И вот мы снова встретились. Через столько лет. И сейчас я сижу в какой-то комнатушке, а руки у меня трясутся. Ничего не скажешь: «горячая» вышла встреча!
_______________________________________________________
[1] Герой романа Виктора Гюго «Человек, который смеется».
5. Когда сдаются бастионы
Одинцов
Меня распирала бешеная ярость. Если сейчас открыть дверцы моей грудной клетки, на мир свалится катастрофа.
— Ты чего так завелся? — Егор рассматривает меня, словно экспонат в музее чудовищ. — Не, я, конечно, понимаю, что Анж хороша, но не настолько же, чтобы ты озверел.
И это последний гвоздь в гроб моего деланного спокойствия.
— Здесь не детский сад и не исправительная колония, — цежу я сквозь стиснутые зубы, — и это плохая идея — приволочь ее сюда.

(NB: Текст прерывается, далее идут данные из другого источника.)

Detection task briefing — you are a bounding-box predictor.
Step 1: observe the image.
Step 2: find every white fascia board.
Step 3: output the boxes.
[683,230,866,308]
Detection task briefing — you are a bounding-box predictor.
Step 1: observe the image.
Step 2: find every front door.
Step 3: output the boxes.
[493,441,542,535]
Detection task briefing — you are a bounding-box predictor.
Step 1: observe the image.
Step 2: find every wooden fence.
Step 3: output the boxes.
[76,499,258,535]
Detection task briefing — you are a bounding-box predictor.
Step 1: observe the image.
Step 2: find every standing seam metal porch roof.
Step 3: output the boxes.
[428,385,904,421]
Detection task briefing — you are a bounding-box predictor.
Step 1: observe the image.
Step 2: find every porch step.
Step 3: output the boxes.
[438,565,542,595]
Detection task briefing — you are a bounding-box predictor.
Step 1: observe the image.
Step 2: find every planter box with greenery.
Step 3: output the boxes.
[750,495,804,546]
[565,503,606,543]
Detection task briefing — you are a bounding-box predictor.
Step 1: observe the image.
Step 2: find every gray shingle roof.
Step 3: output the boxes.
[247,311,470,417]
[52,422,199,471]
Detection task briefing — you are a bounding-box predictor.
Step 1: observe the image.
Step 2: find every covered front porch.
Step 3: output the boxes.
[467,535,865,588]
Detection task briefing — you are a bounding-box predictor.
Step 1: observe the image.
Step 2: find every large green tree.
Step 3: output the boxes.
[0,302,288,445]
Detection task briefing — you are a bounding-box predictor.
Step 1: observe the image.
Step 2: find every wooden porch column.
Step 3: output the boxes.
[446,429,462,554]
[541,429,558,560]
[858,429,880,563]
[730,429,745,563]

— Анж то, чего здесь не хватало — женственность и красота. В этом скучнейшем мире электроники такая роза выглядит интересно и свежо. А представь, как будет вдохновенно работать с ней мужикам-покупателям? Более того, я уверен: это только ступень для нее. Она станет прекрасным топ-менеджером по продажам, заключая договора с разными фирмами на поставку компьютеров и оргтехники.
Я представлял очень хорошо вдохновение всех сюда входящих. Именно поэтому готов был настучать Егорову по башке. А лучше откусить. Нет, оторвать вместе со всем остальным.
— Мы превратим торговую фирму в балаган, — замораживаю друга взглядом. — Ты видел, в чем она приперлась?
— Ну, во-первых, не приперлась, а я ее сюда привез. А во-вторых, чем тебе алый цвет не угодил? Безумно ей идет — раз, освежает пространство — два и это очень деловой костюм — три. Тут уж не подкопаешься.
— Во всем деловой, кроме цвета. И ты прекрасно это понимаешь. Сейчас из близлежащих окрестностей все быки слетятся на ее свет.
Георгий смотрит на меня, и в его глазах плещется смех. Весело ему, забавляется!
— Сань, у тебя что, проблемы? С девушками совсем плохо, да?.. Так ты только моргни — и я мигом устрою тебе шикарные выходные с баней, девочками, бассейном.
Этим он бесит меня еще больше. Хоть Егор мне и друг, но подобное панибратство коробит. Какие, на фиг, девочки? У меня флюгер в одну сторону смотрит, чуть шею не свернул от счастья, но ему об этом знать не надобно никак. Именно поэтому я так настойчиво хочу избавиться от его сестры.
— У меня нет проблем, — рычу, обманывая друга. Потому что единственная проблема сидит сейчас в алом костюме и пытается изучать прайсы. Мало мне других забот.